Original article

Scand J Work Environ Health 2008;34(4):278-287    pdf


Inflammation but no DNA (deoxyribonucleic acid) damage in mice exposed to airborne dust from a biofuel plant

by Madsen AM, Saber AT, Nordly P, Sharma AK, Wallin H, Vogel U

Objectives Particles in ambient air are associated with such health effects as lung diseases and cancer of the lung. Exposure to bioaerosols has been found to be associated with respiratory symptoms. The toxic properties of exposure to combustion and bioaerosol particles from biofuel plants have not been studied in detail. This study investigated whether exposure to dust from biofuel plants induces DNA (deoxyribonucleic acid) damage and inflammation in exposed mice.

Methods DNA damage and inflammation were evaluated in mice exposed through the intratracheal installation of airborne dust collected at a biofuel plant at the straw storage hall and in the boiler room. The mice were given either a single dose of dust (18 or 54 µg) or four doses of 54 µg on each of four consecutive days. Control mice were exposed to a 0.9% sodium chloride solution.
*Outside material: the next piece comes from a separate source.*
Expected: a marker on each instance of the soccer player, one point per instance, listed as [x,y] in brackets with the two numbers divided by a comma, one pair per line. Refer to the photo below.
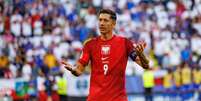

Results In the mice exposed to 4 × 54 µg of dust, the lung tissue mRNA (messenger ribonucleic acid) levels of interleukin-6 (IL-6), monocyte chemoattractant protein-1 (MCP-1), and macrophage inflammatory protein-2 (MIP-2) were increased more than 10-fold if the dust was from the boiler room and 30- to 60-fold if the dust came from the straw storage hall. The levels of DNA strand breaks in broncheoalveolar lavage (BAL) cells from the mice exposed to dust did not differ from those in the control samples.

Conclusions The results indicate that the instillation of dust from a biofuel plant, at doses corresponding to 2 weeks of exposure to human endotoxins, results in a strong inflammatory response without detectable DNA damage in BAL cells. The dust from the straw storage hall induced the strongest inflammatory response and had the highest concentration of most microbial components.